The results show that the impact on cyclist safety is not as clear as for motorised vehicles with some studies showing a deterioration for cyclists (Jensen, 2013; 2016; Daniels et al. 2008; 2009). The cycle facility type (e.g., mixed traffic, cycle lane, and cycle path) and the priority rules have the potential to increase safety for cyclists. For example, the priority rules vary among different countries and within some countries.

From the literature, which priority rules provide the safest cycling environment remain unclear in terms of number of accidents and injury severity. The identified priority strategies are: (i) cyclists always yield to vehicles, (ii) shared yielding responsibility, (iii) vehicles always yield to cyclists, and (iv) an alternate solution ‘with’ and ‘without’ priority based on special characteristics (e.g., presence of vulnerable road users, geographic location). Furthermore, cycle lanes are the most unsafe cycle facility compared to mixed traffic or cycle paths. Likewise, coloured cycle lanes at roundabouts are less safe than non-coloured cycle lanes (Jensen, 2016). On the other hand, it is recommended that cyclists should ride in front of or behind vehicles in mixed traffic at single-lane roundabouts and in the middle of the lane, and should not ride parallel with vehicles (Cumming, 2012).

Some research directions are highlighted.
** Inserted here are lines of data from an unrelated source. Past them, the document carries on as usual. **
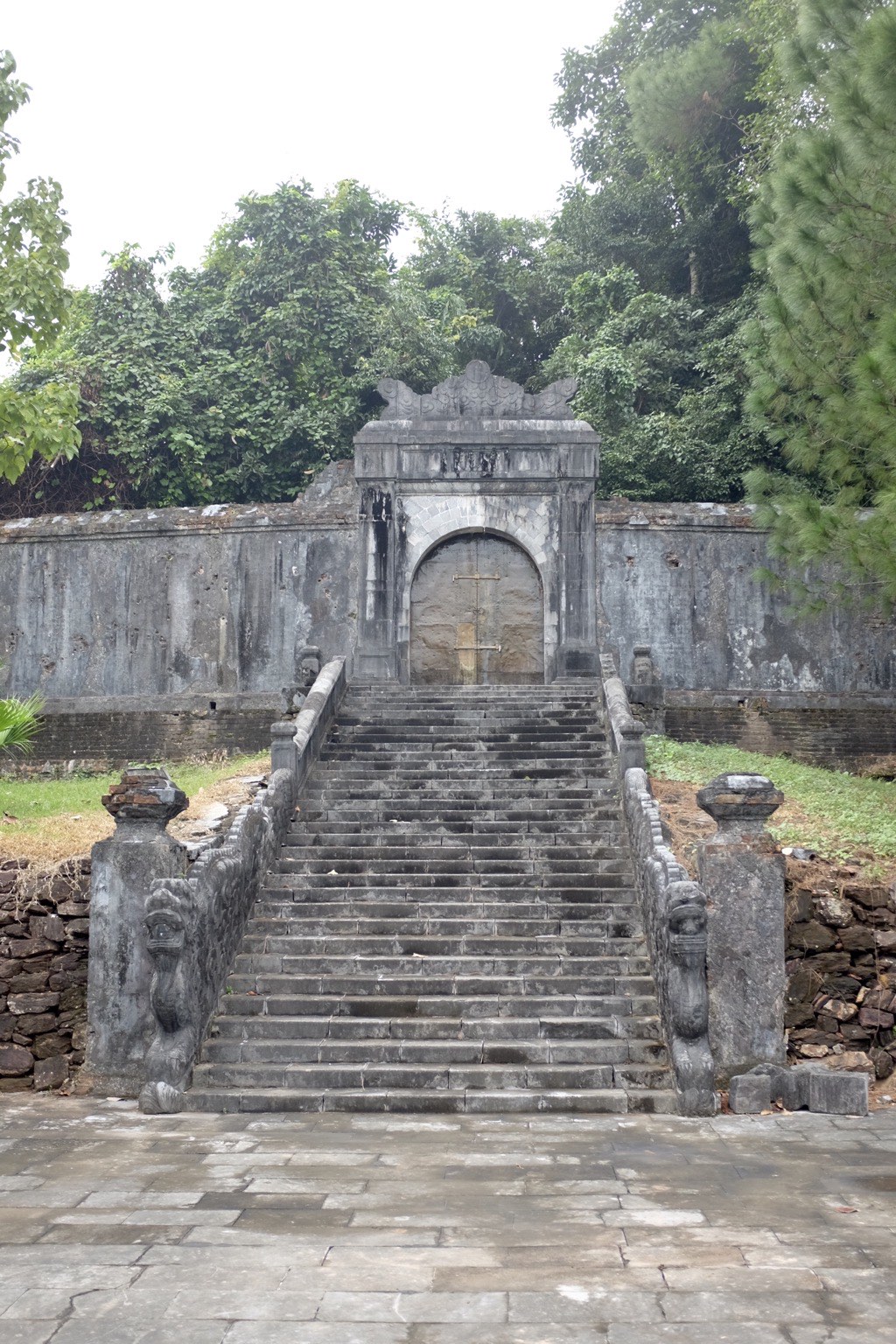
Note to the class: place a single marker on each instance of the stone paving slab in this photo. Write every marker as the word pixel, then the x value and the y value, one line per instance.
pixel 331 1228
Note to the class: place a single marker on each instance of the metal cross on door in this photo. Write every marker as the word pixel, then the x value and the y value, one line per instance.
pixel 477 614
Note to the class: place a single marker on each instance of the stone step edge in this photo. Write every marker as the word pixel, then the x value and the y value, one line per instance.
pixel 473 1101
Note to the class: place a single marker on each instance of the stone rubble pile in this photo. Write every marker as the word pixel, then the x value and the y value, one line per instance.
pixel 43 972
pixel 841 957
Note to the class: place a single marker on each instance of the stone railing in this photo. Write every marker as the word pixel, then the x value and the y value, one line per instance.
pixel 626 732
pixel 163 937
pixel 675 913
pixel 193 925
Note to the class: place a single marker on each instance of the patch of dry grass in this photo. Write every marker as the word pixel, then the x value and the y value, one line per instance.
pixel 49 820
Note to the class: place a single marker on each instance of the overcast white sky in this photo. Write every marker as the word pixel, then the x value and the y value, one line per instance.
pixel 156 118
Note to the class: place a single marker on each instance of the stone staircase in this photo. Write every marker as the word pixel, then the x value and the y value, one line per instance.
pixel 453 924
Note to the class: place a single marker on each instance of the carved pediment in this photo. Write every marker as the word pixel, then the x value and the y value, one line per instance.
pixel 476 393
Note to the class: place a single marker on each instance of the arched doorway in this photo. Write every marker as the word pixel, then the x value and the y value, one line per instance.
pixel 477 614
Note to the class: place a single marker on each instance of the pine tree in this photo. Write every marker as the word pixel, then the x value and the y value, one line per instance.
pixel 823 348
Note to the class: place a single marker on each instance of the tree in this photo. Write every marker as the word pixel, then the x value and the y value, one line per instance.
pixel 662 382
pixel 823 347
pixel 662 115
pixel 32 301
pixel 231 382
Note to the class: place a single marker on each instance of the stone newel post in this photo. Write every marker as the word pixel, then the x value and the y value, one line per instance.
pixel 743 878
pixel 120 1020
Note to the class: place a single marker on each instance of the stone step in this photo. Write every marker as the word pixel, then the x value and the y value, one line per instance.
pixel 305 922
pixel 472 895
pixel 639 1035
pixel 456 1077
pixel 371 843
pixel 387 999
pixel 452 924
pixel 448 1048
pixel 544 947
pixel 313 822
pixel 461 976
pixel 474 1101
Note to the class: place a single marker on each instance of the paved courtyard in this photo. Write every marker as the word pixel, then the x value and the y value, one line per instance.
pixel 472 1230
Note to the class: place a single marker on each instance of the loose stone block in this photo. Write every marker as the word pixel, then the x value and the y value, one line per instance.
pixel 15 1060
pixel 836 1093
pixel 50 1073
pixel 750 1095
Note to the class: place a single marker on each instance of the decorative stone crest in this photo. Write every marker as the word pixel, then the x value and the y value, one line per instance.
pixel 476 393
The impact of the different priority rules needs further investigation in terms of number of accidents and injury severity. Some questions to study include: (i) what the best priority strategy is; (ii) what special road markings should be used; (iii) what the best distance is to place the cycle path from the circulatory roadway. Another research direction is to establish the impact on cyclist safety of cycle lanes at roundabouts. Finally, the impact on traffic safety, by cycling in the middle of the lane, needs further investigation as well.